Indian companies cutting debt through asset and equity sales: S&P

Rating agency Standard & Poor's has said that Indian companies are improving their creditworthiness by repaying debt through funds generated from sale of assets and raising equity capital. The rating agency has said that GMR Infrastructure, Bharti Airtel, Tata Power and Tata Steel are among those who have improved their credit profiles through such measures.

"Besides raising equity and selling non-core assets, Indian companies are also divesting stakes in businesses," said Standard & Poor's credit analyst Mehul Sukkawala.

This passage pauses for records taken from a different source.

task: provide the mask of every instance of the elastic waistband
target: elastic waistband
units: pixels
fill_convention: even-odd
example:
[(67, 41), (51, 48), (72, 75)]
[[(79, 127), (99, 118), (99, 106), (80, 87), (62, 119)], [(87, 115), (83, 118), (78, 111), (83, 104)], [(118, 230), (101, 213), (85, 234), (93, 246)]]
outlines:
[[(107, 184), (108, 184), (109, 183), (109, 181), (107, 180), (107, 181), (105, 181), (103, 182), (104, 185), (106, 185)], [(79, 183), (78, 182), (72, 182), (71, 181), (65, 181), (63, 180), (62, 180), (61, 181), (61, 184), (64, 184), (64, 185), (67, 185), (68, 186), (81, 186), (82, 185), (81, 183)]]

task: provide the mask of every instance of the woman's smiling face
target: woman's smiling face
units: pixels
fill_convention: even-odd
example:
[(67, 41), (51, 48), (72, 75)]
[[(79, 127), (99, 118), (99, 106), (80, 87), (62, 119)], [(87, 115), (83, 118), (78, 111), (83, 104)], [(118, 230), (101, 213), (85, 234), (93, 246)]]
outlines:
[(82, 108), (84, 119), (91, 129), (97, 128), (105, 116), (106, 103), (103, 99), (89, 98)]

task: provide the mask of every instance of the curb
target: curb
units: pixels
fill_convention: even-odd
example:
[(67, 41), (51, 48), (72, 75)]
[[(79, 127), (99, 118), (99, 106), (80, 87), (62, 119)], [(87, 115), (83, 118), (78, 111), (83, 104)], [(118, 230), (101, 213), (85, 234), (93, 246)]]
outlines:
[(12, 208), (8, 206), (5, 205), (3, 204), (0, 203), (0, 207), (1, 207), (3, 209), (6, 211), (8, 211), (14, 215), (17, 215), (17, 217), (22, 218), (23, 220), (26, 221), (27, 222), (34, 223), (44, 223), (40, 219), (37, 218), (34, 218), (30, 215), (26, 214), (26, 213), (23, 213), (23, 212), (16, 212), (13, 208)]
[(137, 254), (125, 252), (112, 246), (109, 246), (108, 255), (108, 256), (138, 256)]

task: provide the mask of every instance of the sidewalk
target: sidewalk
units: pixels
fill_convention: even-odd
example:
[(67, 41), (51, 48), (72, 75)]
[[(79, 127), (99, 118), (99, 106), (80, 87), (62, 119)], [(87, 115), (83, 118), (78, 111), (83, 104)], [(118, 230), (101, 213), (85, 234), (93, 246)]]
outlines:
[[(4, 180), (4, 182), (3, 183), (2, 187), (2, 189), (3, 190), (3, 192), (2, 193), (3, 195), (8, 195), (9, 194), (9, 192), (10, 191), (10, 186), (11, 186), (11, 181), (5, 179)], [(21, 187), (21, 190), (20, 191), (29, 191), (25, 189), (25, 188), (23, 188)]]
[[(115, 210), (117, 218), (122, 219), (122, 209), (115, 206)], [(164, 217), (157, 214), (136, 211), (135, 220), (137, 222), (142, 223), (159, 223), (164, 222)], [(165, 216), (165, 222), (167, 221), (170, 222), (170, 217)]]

"In our view, the companies' main reasons for improving their financial profiles are the weak economy and high interest rates in India, which have adversely affected cash flows and debt-servicing ability. Another reason is companies are refocusing on reducing debt after years of investing significantly on rapid growth."

Standard & Poor's recently upgraded the outlook on its 'B+' rating on Tata Power Co. Ltd. to positive and raised the rating on Bharti Airtel Ltd. to 'BBB-' after both companies started focusing on lowering debt, in addition to benefiting from favorable regulatory developments.

Tata Power announced a rights issue of Rs 2,000 crore and a stake sale in a coal mine amounting to about $500 million. Bharti Airtel also raised $1.25 billion through equity offering last year.

"We believe the company would continue to take measures such as sale of stakes in subsidiaries (such as Bharti Infratel Ltd.) or non-core assets (such as tower infrastructure)," Sukkawala said.